Recommendations Patients who recover from an episode of SBP have a high risk of developing recurrent SBP. In these patients, the administration of prophylactic antibiotics reduces the risk of recurrent SBP. Norfloxacin (400 mg/day, orally) is the treatment of choice (Level A1). Alternative antibiotics include ciprofloxacin (750 mg once weekly, orally) or co-trimoxazole (800 mg sulfamethoxazole and 160 mg trimethoprim daily, orally), but evidence is not as strong as that with norfloxacin (Level A2).

Patients who recover from SBP have a poor long-term survival and should be considered for liver transplantation (Level A1).

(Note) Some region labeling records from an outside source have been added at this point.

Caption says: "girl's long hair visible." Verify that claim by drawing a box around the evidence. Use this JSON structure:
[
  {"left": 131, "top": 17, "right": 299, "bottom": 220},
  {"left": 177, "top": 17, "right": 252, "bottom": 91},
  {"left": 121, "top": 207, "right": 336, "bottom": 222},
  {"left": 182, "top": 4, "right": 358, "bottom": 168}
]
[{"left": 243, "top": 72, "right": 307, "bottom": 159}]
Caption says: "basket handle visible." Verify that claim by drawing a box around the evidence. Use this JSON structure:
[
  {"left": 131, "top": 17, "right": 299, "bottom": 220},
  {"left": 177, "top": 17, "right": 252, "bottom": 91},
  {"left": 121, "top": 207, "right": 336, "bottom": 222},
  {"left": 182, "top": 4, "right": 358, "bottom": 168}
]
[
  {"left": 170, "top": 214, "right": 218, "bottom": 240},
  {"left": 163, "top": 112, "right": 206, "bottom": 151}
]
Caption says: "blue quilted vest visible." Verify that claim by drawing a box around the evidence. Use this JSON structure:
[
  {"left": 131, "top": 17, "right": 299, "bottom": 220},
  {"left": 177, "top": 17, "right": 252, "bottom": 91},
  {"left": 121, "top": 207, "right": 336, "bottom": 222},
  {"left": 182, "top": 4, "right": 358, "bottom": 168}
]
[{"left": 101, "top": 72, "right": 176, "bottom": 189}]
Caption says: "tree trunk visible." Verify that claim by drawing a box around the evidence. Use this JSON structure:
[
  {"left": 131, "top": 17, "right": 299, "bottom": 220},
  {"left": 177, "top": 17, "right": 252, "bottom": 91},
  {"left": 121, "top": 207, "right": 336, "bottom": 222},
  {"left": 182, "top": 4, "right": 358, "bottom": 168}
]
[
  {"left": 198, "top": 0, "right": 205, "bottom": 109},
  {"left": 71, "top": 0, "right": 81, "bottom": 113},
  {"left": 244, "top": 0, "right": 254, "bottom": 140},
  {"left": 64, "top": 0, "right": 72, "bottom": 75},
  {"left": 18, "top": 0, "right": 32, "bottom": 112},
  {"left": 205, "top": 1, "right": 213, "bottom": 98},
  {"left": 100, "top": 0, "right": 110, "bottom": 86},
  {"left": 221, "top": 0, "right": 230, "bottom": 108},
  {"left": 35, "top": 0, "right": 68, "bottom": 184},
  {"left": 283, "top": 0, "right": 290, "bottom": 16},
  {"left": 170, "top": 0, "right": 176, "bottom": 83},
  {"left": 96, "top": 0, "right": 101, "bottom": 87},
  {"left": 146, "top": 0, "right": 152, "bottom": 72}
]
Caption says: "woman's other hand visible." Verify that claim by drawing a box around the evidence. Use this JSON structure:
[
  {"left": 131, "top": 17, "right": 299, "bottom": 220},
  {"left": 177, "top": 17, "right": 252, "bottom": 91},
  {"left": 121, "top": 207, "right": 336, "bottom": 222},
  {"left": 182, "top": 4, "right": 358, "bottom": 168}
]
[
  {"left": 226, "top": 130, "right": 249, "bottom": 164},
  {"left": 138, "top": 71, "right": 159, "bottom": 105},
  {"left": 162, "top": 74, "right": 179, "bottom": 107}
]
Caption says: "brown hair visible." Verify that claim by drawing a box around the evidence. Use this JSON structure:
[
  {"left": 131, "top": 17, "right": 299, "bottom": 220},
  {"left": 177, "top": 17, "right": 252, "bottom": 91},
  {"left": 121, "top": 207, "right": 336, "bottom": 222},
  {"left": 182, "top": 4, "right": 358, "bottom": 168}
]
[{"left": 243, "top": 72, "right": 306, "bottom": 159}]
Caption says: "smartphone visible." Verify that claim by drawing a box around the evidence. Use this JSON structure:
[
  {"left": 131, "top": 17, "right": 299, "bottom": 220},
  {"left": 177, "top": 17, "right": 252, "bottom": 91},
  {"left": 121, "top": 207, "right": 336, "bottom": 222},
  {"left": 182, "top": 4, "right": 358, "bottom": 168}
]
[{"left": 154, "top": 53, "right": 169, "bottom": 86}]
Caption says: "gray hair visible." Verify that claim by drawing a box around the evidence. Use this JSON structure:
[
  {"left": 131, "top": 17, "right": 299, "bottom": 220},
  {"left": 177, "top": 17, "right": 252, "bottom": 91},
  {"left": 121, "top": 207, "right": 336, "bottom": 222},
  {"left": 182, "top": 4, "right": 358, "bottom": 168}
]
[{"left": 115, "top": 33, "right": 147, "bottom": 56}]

Issues with prolonged antibiotic prophylaxis

As mentioned earlier, prolonged antibiotic prophylaxis (primary or secondary) has led to the emergence of GNB resistant to quinolones and even to trimethoprim/sulfamethoxazole [106]. In addition, there is an increased likelihood of infections from Gram-positive bacteria in patients who have received long-term SBP prophylaxis [[156], [162]]. This underlines the need to restrict the use of prophylactic antibiotics to patients with the greatest risk of SBP. Common sense would suggest that quinolone prophylaxis should be discontinued in patients who develop infection due to quinolone-resistant bacteria. However, there are no data to support this.